We're running into an issue with connections from pods in our EKS clusters to NLB withTraefik 2.x ingress controller. When a connection made from a pod to the NLB gets routed to a Traefik replica on the same node as the pod, the connection times out. This appears to be caused by the "Preserve client IP address" setting on the NLB target group preventing "hairpin" / "u-turn" NAT: Troubleshoot your Network Load Balancer - Elastic Load Balancing
We use the ipwhitelist middleware extensively, so I'm not sure that disabling "preserve client ip address" will be feasible, but is it possible to configure this setting from the Traefik Helm chart?

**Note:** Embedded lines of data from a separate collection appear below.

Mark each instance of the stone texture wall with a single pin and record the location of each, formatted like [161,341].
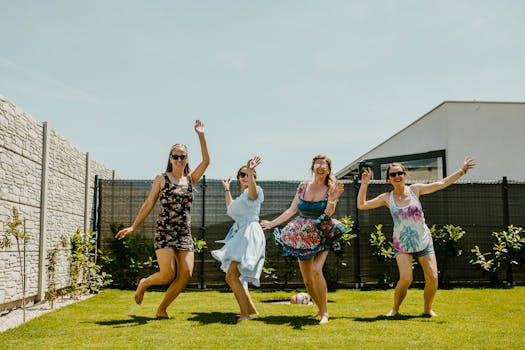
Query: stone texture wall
[70,173]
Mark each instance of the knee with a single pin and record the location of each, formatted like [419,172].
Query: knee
[166,277]
[405,279]
[184,274]
[431,277]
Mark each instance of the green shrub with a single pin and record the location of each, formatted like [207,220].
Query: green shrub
[506,252]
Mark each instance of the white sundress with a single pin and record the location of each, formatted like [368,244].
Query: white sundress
[245,242]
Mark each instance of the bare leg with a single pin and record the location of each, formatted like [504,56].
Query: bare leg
[404,264]
[429,265]
[320,285]
[185,261]
[315,283]
[166,260]
[241,294]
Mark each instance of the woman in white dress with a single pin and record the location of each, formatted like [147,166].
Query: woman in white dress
[242,256]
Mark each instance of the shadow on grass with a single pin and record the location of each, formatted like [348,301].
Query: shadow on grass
[397,317]
[296,322]
[214,317]
[134,320]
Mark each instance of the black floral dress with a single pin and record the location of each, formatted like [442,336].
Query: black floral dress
[173,229]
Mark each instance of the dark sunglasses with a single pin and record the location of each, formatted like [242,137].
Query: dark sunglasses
[178,156]
[398,173]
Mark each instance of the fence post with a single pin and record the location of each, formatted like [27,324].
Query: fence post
[203,232]
[506,219]
[357,248]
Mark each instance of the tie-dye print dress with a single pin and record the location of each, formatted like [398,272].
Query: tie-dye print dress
[411,234]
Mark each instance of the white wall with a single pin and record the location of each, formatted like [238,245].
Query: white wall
[492,133]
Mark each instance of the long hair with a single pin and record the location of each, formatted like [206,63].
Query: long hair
[169,167]
[394,164]
[330,179]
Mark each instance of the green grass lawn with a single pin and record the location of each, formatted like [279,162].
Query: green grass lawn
[468,319]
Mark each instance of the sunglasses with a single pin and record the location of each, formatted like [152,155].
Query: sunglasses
[398,173]
[178,156]
[318,165]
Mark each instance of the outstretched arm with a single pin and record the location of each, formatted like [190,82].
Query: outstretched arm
[285,216]
[227,193]
[252,186]
[420,189]
[335,191]
[145,209]
[201,168]
[376,202]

Otherwise, is there any solution here aside from running Traefik on separate nodes from workload pods that may need to make connections to the NLB?

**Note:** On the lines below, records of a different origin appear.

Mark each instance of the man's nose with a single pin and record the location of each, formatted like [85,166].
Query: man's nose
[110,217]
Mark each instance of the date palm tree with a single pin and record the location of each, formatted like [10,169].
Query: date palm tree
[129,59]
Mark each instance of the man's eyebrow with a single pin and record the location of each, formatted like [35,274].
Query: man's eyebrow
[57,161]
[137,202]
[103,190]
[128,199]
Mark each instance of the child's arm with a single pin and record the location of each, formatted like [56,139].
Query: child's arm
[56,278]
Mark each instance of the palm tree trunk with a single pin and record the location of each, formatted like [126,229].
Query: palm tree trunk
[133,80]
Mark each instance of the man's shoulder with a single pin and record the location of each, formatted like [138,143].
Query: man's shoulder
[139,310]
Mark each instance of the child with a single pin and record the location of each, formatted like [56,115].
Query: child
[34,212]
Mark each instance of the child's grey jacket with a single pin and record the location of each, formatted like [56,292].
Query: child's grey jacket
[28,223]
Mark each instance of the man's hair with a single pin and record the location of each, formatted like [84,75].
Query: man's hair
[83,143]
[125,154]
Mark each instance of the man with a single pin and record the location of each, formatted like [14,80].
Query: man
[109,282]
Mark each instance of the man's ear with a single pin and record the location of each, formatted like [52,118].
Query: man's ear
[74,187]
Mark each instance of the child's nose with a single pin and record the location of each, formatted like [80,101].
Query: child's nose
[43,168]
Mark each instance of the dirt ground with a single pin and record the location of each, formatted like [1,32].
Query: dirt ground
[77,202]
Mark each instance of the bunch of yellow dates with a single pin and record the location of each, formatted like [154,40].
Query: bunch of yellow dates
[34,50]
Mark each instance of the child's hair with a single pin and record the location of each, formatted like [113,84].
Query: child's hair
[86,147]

It looks like one solution is to disable "Preserve client IP address" and enable proxy protocol on both the ELB and Traefik. I think this should be done via annotations on the LoadBalancer type service:
The next issue is that this causes the ELB target group health check to fail. I see in the service the following config:
- name: web
- name: websecure
I don't understand where
31876 comes from, but it corresponds to kube-proxy. When proxy protocol is enabled this fails.
Wouldn't it be preferable to use the Traefik service nodePort for the ELB target group healthchecks anyway? Any clues to how this is configured?
It turns out those annotations aren't supported by the in-tree AWS controller. It's necessary to use the AWS Load Balancer Controller to correctly configure the target group options.